We applied our method to a lung microbiome data from Charlson et al. (2011). The data was sampled in the respiratory flora from six healthy individuals. Among them, three individuals were smokers and the other three were nonsmokers. The two-bronchoscope procedure was used to sample the respiratory tract, followed by a serial bronchoalveolar lavage and lower-airway protected brushes. A more detailed description of the lung microbiome samples, collection, and protocols is available in Charlson et al. (2011). The processed OTU level data was acquired directly from the R package metagenomeSeq. After the rare features were trimmed, we only include 259 features in our analysis. Differential abundance analysis to determine the associations between the remaining features with smoking status of 66 samples was carried out.

Among them, we have listed the top ten significant taxa in Figure 4. Some of the features are consistent with the significant taxa selected by the method metagenomeSeq-fitZig. The first three taxa are Neisseria polysaccharea, Neisseria meningitides, and Neisseria elongate. Neisseria meningitides has been reported as an uncommon cause of pneumonia (Winstead, McKinsey, Tasker, De Groote, & Baddour, 2000). On the other hand, an infective endocarditis caused by Neisseria elongata has been reported by (Haddow et al., 2003). Porphyromonas sp. has been isolated from both Cystic Fibrosis lung infections and non-small cell lung cancer patients (Rogers et al., 2004; Sato et al., 2015).
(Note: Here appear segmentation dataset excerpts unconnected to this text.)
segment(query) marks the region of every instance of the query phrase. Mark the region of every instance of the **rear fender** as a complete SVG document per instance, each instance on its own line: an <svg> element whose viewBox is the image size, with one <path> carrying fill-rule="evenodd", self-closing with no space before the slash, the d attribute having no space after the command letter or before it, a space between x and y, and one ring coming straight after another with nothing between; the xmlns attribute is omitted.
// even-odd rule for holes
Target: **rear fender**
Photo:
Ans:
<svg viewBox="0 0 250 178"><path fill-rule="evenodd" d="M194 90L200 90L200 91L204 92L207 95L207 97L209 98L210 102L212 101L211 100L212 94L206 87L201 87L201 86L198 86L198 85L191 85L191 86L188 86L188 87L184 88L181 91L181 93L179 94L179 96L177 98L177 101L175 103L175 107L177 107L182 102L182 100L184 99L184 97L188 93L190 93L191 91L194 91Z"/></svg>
Prevotella intermedia has also been investigated for its synergic effects to induce Severe Bacteremic Pneumococcal Pneumonia in mice (Nagaoka et al., 2014).

Fig. 4 - Coefficients and P-values for the Top Significant Differentially Abundant Taxa between Smokers and Nonsmokers in Lung Microbiome Data. The left column is names of taxa; the right column is p-values. The ranges of coefficients are presented in the middle column.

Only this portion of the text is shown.